Je me réjouis de voir qu'à votre initiative, M. le Président, la commission des Lois s'est saisie du rapport du CEC relatif aux autorités administratives indépendantes, présenté par M. Christian Vanneste et moi-même. Pour l'instant, notre commission est d'ailleurs la seule à donner suite à ces travaux du CEC. Sur le fond, il ne faudrait cependant pas que le rapport d'information de la commission des Lois apparaisse comme un « enterrement » des propositions du Comité.
Si les recommandations du CEC sur les AAI sont diverses et d'inégale d'ampleur, un fil directeur les unit : il s'agit de redonner au Parlement toute sa place. De ce point de vue, la question centrale est celle de la nomination des AAI, en tout cas des plus importantes d'entre elles. Notre rapport préconise une désignation de leur président à la majorité des trois cinquièmes des membres des commissions compétentes des deux assemblées. La révision constitutionnelle du 23 juillet 2008 ne va pas suffisamment loin en ce sens, se contentant d'une nomination par le Président de la République, soumise à un possible veto – très théorique ! – des commissions parlementaires. Or, seule une nomination par une majorité « positive » du Parlement est à même d'assurer aux présidents d'AAI une réelle légitimité et une indépendance suffisante. En effet, tout en étant l'élu de la nation, le Président de la République ne permet pas de représenter la diversité du peuple français, à la différence du Parlement, qui comporte une majorité et une opposition. Les expériences étrangères, présentées dans le rapport du CEC, plaident également dans le sens d'un renforcement de la place du Parlement dans la nomination des membres des AAI.
Un tel mécanisme de nomination pourrait par exemple être retenu pour une future autorité compétente en matière de surveillance de la vie politique, domaine non couvert par la révision constitutionnelle de 2008. Dans notre rapport, nous préconisons la création d'une Haute autorité regroupant la Commission nationale des comptes de campagne et des financements politiques, la Commission nationale de contrôle de la campagne électorale relative à l'élection du Président de la République, la Commission des sondages et la Commission pour la transparence financière de la vie politique. Ce nouvel organisme pourrait également assurer les fonctions qu'il est désormais envisagé de confier à une future autorité compétente en matière de déontologie et de prévention des conflits d'intérêts.
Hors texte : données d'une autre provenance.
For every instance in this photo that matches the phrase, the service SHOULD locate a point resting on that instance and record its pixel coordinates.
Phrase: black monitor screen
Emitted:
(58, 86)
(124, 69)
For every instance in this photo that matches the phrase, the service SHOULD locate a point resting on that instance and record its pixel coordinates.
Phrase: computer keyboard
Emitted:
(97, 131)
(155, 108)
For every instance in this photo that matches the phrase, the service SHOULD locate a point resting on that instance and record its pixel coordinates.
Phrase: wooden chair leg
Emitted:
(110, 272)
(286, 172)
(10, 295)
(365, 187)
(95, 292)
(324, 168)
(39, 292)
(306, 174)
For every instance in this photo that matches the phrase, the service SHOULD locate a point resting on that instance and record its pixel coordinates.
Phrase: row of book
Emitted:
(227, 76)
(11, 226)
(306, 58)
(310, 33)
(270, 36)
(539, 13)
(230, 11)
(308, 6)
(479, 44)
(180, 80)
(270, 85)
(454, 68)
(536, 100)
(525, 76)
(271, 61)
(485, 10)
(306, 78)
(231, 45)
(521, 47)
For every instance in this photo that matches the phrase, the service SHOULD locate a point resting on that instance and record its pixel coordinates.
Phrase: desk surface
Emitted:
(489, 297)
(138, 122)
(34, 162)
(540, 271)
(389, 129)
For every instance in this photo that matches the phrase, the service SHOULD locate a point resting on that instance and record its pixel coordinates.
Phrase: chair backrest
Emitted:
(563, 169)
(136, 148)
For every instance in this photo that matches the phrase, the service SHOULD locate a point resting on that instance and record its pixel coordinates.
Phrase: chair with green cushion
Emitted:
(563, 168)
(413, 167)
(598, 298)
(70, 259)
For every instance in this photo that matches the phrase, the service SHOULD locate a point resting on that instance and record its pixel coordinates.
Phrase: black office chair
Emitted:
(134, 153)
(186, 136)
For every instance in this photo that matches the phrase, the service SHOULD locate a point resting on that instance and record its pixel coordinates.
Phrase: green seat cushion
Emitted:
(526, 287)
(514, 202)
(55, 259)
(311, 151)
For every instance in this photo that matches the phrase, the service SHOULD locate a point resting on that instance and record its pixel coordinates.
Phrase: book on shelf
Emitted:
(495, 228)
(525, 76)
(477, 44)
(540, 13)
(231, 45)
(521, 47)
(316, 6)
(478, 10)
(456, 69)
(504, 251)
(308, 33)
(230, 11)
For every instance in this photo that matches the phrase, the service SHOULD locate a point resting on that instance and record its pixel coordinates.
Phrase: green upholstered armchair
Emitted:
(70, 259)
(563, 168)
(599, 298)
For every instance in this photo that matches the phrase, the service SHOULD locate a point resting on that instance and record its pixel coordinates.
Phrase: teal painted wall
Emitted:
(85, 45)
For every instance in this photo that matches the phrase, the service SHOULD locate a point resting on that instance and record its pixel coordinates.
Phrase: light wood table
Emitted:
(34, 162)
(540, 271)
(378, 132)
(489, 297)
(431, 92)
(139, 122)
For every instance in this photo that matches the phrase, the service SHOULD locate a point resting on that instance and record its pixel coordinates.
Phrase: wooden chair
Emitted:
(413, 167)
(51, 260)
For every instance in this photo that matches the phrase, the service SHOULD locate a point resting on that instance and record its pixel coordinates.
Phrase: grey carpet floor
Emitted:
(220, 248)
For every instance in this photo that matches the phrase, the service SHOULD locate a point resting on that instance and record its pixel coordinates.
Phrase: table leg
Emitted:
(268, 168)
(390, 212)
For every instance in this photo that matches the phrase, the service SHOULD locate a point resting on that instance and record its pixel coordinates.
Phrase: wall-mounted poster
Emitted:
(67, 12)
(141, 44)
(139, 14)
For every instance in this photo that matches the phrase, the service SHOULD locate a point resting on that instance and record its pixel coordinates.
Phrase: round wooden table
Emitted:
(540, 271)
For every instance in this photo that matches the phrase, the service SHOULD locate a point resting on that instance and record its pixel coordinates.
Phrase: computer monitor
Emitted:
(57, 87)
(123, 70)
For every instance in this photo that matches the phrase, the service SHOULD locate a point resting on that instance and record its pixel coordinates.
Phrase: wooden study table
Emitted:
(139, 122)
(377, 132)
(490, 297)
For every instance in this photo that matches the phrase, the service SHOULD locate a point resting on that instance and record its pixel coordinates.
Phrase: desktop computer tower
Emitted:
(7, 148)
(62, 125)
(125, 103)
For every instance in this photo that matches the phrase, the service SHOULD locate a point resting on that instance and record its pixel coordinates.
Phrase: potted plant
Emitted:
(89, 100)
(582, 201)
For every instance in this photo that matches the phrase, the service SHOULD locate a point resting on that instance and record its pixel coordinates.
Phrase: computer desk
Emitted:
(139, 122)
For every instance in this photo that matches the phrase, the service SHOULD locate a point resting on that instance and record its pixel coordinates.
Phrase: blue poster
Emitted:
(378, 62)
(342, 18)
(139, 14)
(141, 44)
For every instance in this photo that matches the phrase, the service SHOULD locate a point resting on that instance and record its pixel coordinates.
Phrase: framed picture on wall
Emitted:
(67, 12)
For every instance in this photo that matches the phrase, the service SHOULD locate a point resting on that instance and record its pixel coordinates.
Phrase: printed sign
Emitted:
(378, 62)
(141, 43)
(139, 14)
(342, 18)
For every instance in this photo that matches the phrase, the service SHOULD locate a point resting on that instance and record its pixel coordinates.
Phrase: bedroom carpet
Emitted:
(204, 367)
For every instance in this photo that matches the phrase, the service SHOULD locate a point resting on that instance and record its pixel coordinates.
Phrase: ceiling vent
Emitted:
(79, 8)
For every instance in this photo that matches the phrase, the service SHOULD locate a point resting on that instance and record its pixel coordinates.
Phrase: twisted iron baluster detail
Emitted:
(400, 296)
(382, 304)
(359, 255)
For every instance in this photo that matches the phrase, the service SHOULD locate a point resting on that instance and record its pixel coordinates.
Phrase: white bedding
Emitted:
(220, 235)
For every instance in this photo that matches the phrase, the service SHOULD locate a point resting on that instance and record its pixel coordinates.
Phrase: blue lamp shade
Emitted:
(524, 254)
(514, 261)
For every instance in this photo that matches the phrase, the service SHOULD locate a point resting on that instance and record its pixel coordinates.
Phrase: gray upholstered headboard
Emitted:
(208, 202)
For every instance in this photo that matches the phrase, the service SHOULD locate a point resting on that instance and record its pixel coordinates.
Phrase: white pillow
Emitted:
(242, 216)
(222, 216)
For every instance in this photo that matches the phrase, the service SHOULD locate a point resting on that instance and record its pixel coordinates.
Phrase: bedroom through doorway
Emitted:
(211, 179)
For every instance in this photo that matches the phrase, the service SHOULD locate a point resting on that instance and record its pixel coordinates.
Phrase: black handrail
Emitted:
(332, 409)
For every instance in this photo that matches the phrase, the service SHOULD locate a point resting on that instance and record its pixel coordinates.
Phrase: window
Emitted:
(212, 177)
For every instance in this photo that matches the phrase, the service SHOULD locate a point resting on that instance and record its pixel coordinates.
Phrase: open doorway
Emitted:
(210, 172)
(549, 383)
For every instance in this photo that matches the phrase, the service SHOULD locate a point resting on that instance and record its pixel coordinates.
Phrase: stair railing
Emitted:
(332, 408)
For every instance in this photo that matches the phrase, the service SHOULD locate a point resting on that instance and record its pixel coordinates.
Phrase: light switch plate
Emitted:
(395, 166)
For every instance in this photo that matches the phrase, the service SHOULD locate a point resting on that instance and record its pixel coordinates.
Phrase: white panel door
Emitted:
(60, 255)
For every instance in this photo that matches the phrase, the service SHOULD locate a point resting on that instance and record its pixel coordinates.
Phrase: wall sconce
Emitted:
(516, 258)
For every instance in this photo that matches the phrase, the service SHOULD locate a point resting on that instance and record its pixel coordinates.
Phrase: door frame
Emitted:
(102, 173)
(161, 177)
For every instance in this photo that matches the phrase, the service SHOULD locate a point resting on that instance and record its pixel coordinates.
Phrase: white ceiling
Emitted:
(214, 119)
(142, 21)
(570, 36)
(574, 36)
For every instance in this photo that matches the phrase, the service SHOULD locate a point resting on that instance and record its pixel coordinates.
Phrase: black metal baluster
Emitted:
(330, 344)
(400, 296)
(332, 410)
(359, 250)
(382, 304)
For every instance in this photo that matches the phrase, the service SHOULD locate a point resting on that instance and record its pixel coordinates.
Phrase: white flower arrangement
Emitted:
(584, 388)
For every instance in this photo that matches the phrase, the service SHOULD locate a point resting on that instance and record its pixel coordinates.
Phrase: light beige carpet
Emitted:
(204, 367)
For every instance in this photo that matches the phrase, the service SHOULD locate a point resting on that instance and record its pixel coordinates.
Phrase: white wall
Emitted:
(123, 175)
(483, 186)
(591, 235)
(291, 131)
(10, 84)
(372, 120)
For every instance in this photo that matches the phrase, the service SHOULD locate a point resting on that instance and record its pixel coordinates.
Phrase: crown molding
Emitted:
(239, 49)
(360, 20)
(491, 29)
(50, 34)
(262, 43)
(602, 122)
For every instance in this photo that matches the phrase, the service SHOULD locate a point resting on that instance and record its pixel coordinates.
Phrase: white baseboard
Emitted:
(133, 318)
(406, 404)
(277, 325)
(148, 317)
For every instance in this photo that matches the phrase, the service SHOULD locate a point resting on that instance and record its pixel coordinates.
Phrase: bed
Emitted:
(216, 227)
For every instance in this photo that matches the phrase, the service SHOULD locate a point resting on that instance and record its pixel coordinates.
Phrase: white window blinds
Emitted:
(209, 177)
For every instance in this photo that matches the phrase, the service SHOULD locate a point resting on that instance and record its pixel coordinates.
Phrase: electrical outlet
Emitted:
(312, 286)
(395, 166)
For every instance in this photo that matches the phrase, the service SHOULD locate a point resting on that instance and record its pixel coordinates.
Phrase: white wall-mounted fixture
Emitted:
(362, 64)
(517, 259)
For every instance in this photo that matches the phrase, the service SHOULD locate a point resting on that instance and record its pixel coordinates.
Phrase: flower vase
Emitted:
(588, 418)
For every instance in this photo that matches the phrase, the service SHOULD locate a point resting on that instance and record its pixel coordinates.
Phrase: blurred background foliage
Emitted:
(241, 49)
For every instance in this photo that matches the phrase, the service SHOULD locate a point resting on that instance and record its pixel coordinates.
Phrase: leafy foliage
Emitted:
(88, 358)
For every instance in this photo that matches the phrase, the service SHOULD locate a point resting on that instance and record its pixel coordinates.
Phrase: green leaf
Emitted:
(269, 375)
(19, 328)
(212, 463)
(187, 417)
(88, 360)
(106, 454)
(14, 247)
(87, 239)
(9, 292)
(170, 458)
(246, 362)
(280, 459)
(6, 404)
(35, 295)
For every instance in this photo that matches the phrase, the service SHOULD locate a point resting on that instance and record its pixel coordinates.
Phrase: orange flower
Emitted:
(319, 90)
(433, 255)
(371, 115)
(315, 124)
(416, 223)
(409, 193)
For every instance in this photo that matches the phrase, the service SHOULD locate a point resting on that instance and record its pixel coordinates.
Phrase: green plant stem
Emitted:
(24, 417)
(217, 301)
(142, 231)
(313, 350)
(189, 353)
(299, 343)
Si l'on peut comprendre que certains hauts magistrats à la tête d'AAI ne soient pas favorables à une évolution des conditions de nomination, il reste que leur pouvoir trouverait une source plus légitime dans une nomination par le Parlement. Par exemple, si de telles modalités de nomination étaient déjà en vigueur, nous n'aurions pas eu à attendre dix années pour que les préconisations en matière de droit électoral formulées par la Commission pour la transparence financière de la vie politique trouvent une traduction législative.
J'ajoute enfin que, contrairement à ce qu'a pu laisser entendre le rapporteur, la loi organique du 29 mars 2011 sur le Défenseur des droits ne saurait être présentée comme une « application » du rapport du CEC. La preuve en est que ni Christian Vanneste ni moi-même n'avons voté ce texte. Alors que nous proposions de renforcer l'indépendance des AAI, cette loi organique aboutit au résultat inverse : fusionnées au sein du nouveau Défenseur des droits, la Haute autorité de lutte contre les discriminations et pour l'égalité (HALDE) et la Commission nationale de la déontologie de la sécurité (CNDS) perdent d'autant plus en indépendance que les adjoints du Défenseur chargés de leur domaine de compétence respectif seront nommés sans aucune intervention du Parlement. La réforme instituant le Défenseur des droits constitue donc, non une application du rapport du CEC, mais un recul par rapport à celui-ci.